Still, the fifteen percent threshold is extremely difficult to reach, particularly when competing against major party candidates who have been included in polling for more than a year.

George Farah, the executive director of Open Debates, told CBS News in 2012 that it is not necessary to let the hundreds of candidates who have filed papers with the Federal Election Commission (FEC) onto the debate stage. If the CPD lowered the polling threshold to just five percent, a more varied set of political representation at the debates would be provided.

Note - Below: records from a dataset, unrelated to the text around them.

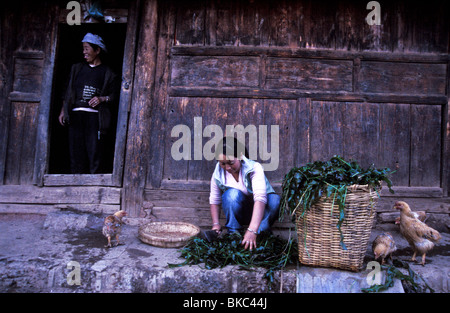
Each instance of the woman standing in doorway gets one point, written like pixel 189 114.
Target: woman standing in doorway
pixel 90 92
pixel 240 187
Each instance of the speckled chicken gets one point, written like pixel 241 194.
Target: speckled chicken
pixel 383 246
pixel 420 236
pixel 112 227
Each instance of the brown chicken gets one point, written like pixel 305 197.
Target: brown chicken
pixel 112 227
pixel 383 246
pixel 420 215
pixel 419 236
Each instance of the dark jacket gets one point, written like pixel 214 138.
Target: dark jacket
pixel 108 89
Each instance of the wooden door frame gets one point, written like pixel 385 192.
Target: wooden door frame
pixel 41 176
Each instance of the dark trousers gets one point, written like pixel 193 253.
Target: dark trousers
pixel 85 146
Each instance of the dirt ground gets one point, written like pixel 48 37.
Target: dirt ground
pixel 35 251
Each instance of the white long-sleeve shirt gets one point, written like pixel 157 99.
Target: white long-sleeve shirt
pixel 258 185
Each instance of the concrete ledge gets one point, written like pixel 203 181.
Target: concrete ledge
pixel 39 252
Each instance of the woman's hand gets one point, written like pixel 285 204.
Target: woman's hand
pixel 249 240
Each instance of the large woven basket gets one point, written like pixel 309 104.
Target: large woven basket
pixel 319 237
pixel 168 234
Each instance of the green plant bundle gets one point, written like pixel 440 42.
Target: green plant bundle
pixel 304 186
pixel 413 282
pixel 272 253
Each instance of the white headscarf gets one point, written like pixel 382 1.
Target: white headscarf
pixel 95 39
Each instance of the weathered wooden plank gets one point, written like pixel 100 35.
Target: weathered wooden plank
pixel 283 52
pixel 295 94
pixel 361 133
pixel 326 131
pixel 21 144
pixel 280 115
pixel 426 145
pixel 309 74
pixel 403 78
pixel 125 92
pixel 394 144
pixel 428 204
pixel 190 27
pixel 140 125
pixel 44 209
pixel 173 198
pixel 78 180
pixel 214 71
pixel 59 195
pixel 28 74
pixel 413 192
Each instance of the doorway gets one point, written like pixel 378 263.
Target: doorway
pixel 69 52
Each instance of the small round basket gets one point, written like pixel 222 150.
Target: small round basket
pixel 168 234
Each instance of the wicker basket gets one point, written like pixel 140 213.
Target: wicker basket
pixel 319 237
pixel 168 234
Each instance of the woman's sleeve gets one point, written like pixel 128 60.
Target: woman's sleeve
pixel 259 184
pixel 215 195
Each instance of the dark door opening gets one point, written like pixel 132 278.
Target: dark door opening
pixel 69 52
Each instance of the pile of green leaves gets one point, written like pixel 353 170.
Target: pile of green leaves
pixel 272 253
pixel 304 186
pixel 411 282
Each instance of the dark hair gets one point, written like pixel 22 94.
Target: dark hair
pixel 95 47
pixel 231 146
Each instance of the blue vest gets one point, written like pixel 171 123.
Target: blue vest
pixel 247 167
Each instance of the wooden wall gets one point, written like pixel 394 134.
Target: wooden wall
pixel 333 84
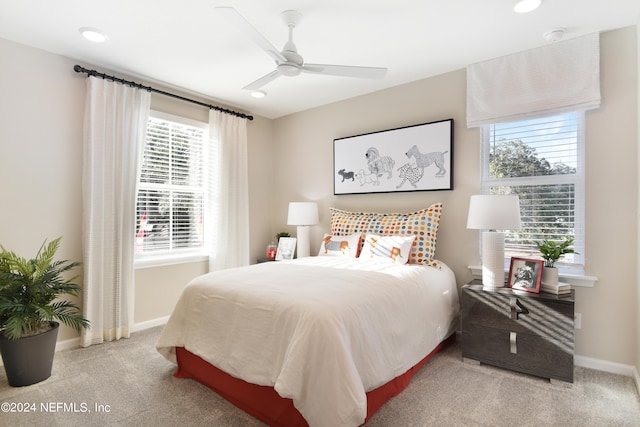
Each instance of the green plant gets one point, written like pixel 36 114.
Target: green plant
pixel 552 250
pixel 29 289
pixel 282 234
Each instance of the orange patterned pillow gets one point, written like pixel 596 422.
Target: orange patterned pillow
pixel 423 224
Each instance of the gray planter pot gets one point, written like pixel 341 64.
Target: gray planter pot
pixel 28 360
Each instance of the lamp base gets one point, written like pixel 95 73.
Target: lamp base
pixel 303 241
pixel 492 260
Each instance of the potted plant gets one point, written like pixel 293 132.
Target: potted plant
pixel 30 311
pixel 551 252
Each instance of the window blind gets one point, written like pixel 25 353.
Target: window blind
pixel 541 160
pixel 553 79
pixel 170 205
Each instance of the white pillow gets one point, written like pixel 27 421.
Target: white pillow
pixel 395 249
pixel 342 246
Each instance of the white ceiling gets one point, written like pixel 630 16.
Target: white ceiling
pixel 187 44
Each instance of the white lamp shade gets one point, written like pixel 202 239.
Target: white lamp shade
pixel 303 213
pixel 494 212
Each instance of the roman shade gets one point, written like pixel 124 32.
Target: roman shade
pixel 559 77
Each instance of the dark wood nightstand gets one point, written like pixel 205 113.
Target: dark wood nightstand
pixel 522 331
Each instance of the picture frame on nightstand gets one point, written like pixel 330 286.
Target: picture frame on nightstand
pixel 525 274
pixel 286 248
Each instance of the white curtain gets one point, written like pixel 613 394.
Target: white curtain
pixel 114 133
pixel 556 78
pixel 229 198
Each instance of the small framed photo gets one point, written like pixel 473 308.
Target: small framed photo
pixel 525 274
pixel 286 248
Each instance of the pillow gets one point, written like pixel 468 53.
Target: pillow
pixel 340 246
pixel 393 249
pixel 423 224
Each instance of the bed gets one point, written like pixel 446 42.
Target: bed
pixel 318 341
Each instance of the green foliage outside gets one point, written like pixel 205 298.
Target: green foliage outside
pixel 547 210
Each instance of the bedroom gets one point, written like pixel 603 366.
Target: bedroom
pixel 54 100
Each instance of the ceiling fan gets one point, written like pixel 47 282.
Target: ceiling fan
pixel 288 61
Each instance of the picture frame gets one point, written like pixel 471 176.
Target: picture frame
pixel 525 274
pixel 286 248
pixel 411 158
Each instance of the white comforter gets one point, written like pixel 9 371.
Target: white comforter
pixel 320 330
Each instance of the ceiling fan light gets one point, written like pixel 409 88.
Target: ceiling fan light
pixel 93 34
pixel 526 6
pixel 289 70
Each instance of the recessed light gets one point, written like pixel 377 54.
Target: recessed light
pixel 526 6
pixel 554 35
pixel 93 34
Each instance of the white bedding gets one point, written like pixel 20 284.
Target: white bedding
pixel 320 330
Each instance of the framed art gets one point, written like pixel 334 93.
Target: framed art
pixel 286 248
pixel 411 158
pixel 525 274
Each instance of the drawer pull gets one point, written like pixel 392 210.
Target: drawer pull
pixel 516 308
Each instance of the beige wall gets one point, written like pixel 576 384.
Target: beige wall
pixel 41 108
pixel 304 152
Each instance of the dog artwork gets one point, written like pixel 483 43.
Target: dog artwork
pixel 379 165
pixel 424 160
pixel 364 178
pixel 411 174
pixel 346 175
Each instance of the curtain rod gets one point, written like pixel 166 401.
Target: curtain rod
pixel 79 69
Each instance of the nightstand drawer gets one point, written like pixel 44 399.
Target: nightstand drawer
pixel 522 331
pixel 515 312
pixel 537 355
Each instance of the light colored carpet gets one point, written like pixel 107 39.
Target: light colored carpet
pixel 134 386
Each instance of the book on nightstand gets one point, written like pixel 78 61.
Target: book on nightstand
pixel 561 288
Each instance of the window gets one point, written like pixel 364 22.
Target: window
pixel 542 161
pixel 171 204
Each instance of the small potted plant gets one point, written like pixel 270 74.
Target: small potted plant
pixel 551 252
pixel 30 308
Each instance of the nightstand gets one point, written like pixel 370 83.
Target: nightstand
pixel 522 331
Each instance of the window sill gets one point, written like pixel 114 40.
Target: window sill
pixel 572 279
pixel 159 261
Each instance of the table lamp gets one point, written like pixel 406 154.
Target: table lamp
pixel 491 213
pixel 303 214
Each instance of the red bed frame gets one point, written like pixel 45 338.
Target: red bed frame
pixel 265 404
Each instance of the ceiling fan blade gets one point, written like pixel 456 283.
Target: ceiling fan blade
pixel 345 71
pixel 263 80
pixel 234 17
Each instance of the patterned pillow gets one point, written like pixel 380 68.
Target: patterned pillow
pixel 393 249
pixel 423 224
pixel 340 246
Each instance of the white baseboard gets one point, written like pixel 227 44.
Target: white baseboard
pixel 72 343
pixel 606 366
pixel 584 361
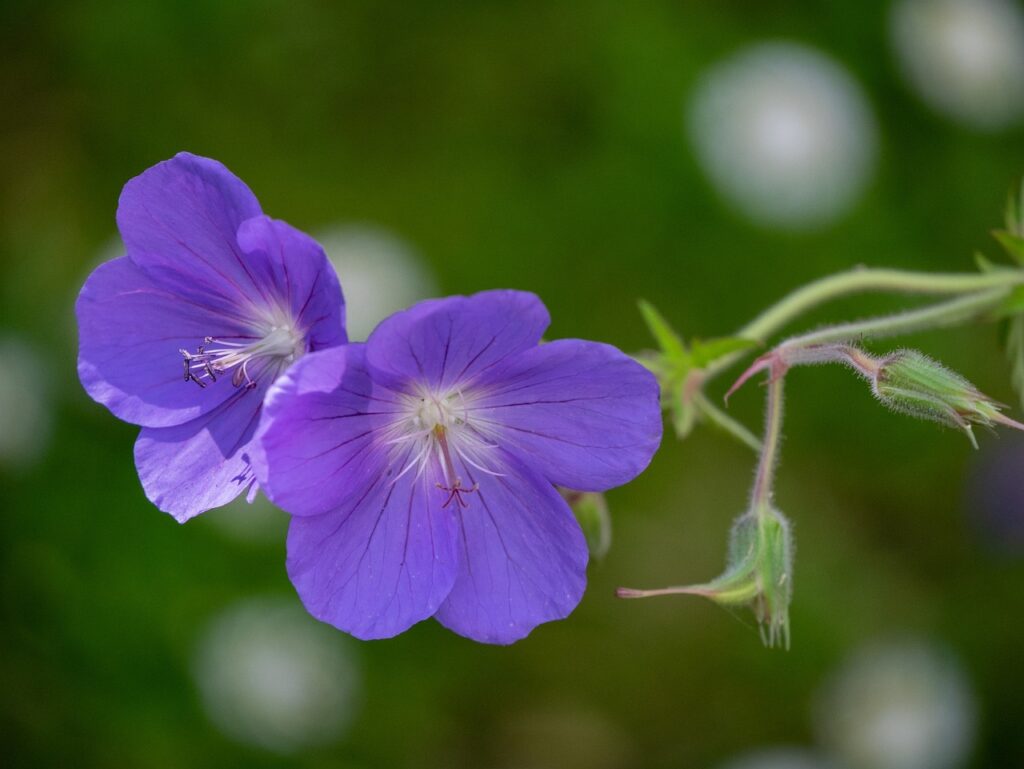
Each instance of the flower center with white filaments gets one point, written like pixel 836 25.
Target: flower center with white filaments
pixel 438 427
pixel 279 345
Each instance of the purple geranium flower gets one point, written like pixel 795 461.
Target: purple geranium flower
pixel 184 335
pixel 420 467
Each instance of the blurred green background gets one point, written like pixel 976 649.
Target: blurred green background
pixel 523 144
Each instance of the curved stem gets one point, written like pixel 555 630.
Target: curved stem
pixel 933 316
pixel 861 280
pixel 763 481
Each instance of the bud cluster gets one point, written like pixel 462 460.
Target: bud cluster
pixel 912 383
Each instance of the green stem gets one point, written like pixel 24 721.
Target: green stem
pixel 933 316
pixel 856 281
pixel 763 481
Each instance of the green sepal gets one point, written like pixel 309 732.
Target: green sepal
pixel 758 572
pixel 668 340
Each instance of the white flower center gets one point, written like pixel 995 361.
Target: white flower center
pixel 273 346
pixel 432 430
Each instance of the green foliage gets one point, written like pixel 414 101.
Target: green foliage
pixel 1015 353
pixel 680 372
pixel 758 572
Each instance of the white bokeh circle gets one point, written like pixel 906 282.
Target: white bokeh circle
pixel 380 273
pixel 965 57
pixel 784 133
pixel 898 706
pixel 272 677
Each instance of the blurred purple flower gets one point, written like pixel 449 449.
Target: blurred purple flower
pixel 184 335
pixel 420 466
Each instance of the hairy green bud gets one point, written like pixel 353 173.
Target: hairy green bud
pixel 912 383
pixel 758 573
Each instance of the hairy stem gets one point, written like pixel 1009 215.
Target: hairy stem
pixel 938 315
pixel 763 481
pixel 856 281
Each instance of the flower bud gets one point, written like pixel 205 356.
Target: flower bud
pixel 758 573
pixel 910 382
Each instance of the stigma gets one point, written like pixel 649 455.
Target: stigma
pixel 246 359
pixel 436 430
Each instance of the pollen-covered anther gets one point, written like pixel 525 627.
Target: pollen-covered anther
pixel 279 346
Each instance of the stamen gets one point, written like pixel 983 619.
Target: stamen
pixel 436 429
pixel 280 345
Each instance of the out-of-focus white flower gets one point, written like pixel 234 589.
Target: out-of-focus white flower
pixel 966 57
pixel 271 676
pixel 778 758
pixel 25 409
pixel 900 706
pixel 256 522
pixel 784 133
pixel 380 273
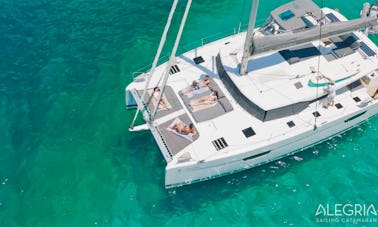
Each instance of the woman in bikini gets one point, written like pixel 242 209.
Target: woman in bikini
pixel 163 103
pixel 205 82
pixel 183 128
pixel 207 100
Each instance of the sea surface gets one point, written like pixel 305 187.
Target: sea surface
pixel 68 159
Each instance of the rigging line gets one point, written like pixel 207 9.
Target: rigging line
pixel 172 58
pixel 157 56
pixel 241 15
pixel 318 70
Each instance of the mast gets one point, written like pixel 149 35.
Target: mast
pixel 172 57
pixel 248 48
pixel 157 56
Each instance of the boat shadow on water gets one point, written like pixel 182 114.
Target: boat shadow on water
pixel 180 200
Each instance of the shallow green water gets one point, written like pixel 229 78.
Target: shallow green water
pixel 67 158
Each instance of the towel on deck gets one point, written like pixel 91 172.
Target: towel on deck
pixel 178 120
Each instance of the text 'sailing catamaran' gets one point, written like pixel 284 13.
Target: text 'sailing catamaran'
pixel 306 74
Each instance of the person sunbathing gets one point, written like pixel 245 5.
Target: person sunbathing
pixel 205 82
pixel 163 103
pixel 194 86
pixel 184 129
pixel 207 100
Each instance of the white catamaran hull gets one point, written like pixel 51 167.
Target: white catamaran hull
pixel 273 107
pixel 179 176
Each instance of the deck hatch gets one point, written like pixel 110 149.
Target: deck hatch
pixel 366 49
pixel 290 124
pixel 355 116
pixel 356 99
pixel 248 132
pixel 220 143
pixel 174 69
pixel 316 114
pixel 256 155
pixel 298 85
pixel 198 60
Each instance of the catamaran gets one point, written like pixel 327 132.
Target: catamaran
pixel 305 75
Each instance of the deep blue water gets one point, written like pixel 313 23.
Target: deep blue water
pixel 67 158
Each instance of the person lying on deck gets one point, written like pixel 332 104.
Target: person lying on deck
pixel 163 102
pixel 207 100
pixel 198 85
pixel 206 82
pixel 184 129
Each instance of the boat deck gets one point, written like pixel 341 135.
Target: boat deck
pixel 275 80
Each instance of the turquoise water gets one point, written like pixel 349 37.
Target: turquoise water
pixel 67 158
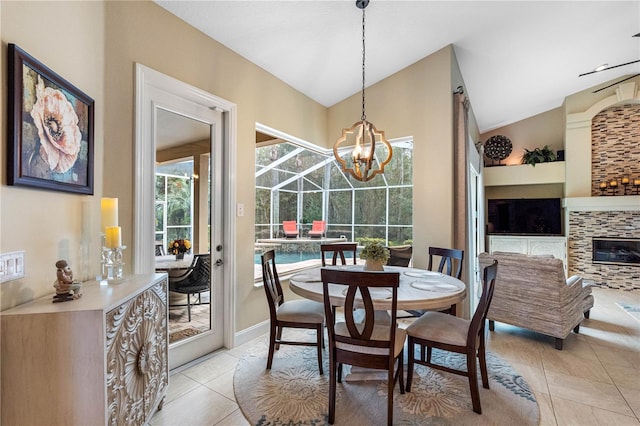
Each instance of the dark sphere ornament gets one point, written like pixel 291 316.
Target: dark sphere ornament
pixel 498 147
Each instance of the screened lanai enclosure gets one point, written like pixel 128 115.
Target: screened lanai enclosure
pixel 306 184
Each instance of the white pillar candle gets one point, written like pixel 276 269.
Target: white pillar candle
pixel 109 207
pixel 113 237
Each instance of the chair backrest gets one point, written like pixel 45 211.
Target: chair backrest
pixel 318 226
pixel 451 258
pixel 290 226
pixel 400 255
pixel 337 250
pixel 159 248
pixel 488 285
pixel 359 331
pixel 199 275
pixel 271 281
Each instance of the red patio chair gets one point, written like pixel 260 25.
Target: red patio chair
pixel 318 229
pixel 290 228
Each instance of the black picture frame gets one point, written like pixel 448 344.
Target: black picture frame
pixel 50 138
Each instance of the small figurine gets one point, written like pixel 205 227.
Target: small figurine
pixel 66 287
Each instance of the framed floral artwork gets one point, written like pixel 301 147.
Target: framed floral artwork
pixel 50 128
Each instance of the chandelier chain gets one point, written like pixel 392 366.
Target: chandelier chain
pixel 364 115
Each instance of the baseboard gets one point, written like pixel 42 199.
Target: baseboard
pixel 250 333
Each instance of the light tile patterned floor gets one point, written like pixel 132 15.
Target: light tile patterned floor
pixel 594 380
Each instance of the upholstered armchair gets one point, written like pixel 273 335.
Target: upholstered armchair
pixel 532 292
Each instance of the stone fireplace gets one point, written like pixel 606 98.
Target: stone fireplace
pixel 604 143
pixel 616 251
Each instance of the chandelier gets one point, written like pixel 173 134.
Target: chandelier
pixel 362 135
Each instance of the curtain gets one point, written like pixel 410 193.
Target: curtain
pixel 460 117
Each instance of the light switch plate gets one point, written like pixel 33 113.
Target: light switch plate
pixel 11 266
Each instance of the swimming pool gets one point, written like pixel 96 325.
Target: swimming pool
pixel 289 257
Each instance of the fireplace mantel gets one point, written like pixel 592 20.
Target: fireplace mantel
pixel 603 203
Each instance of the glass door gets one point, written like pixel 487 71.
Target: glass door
pixel 188 222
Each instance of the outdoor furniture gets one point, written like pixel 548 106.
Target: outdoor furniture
pixel 294 313
pixel 318 229
pixel 454 334
pixel 290 228
pixel 532 292
pixel 400 255
pixel 337 251
pixel 359 341
pixel 196 279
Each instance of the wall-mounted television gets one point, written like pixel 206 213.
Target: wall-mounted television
pixel 525 216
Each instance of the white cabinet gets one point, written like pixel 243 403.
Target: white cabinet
pixel 100 359
pixel 556 246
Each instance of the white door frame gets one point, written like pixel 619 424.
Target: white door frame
pixel 151 88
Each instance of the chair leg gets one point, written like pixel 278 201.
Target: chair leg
pixel 272 344
pixel 189 306
pixel 320 343
pixel 473 382
pixel 390 385
pixel 410 361
pixel 278 337
pixel 483 364
pixel 401 371
pixel 332 389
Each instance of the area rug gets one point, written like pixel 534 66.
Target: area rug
pixel 633 310
pixel 293 393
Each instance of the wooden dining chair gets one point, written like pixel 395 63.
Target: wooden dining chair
pixel 450 263
pixel 336 251
pixel 363 342
pixel 299 313
pixel 454 334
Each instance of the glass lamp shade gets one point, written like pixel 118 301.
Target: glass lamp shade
pixel 363 136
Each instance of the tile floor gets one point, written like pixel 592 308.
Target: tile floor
pixel 594 380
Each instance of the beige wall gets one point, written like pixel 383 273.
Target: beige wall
pixel 145 33
pixel 99 46
pixel 68 37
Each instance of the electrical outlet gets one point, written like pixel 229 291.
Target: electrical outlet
pixel 11 266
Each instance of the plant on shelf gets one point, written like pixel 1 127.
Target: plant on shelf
pixel 538 155
pixel 375 254
pixel 179 246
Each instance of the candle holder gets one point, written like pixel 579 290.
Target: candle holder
pixel 625 183
pixel 111 260
pixel 603 188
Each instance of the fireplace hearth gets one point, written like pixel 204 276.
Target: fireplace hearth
pixel 616 251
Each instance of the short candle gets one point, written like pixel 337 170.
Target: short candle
pixel 113 237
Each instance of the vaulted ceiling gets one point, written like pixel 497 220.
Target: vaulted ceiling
pixel 517 58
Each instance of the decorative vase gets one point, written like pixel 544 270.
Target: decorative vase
pixel 373 265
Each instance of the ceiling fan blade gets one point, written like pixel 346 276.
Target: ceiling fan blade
pixel 611 67
pixel 617 82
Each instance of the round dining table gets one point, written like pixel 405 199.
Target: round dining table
pixel 419 288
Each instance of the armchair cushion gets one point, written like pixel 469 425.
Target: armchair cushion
pixel 532 292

Farah also noted that this standard would have allowed Perot to debate Bill Clinton and Bob Dole in 1996, and Pat Buchanan and Ralph Nader would have been able to provide an alternative to Al Gore and George W. Bush in 2000. But that's it. It's not like Vermin Supreme would be making a mockery of the process if the door were opened just a bit wider for third party candidates, five percent is still a plenty high bar to set.

And given that the current (supposedly) respectable major party choices consist of an incoherent, bloviating reality TV star and a former secretary of state currently being investigated by the FBI, a little variety at the debates can't be a bad thing.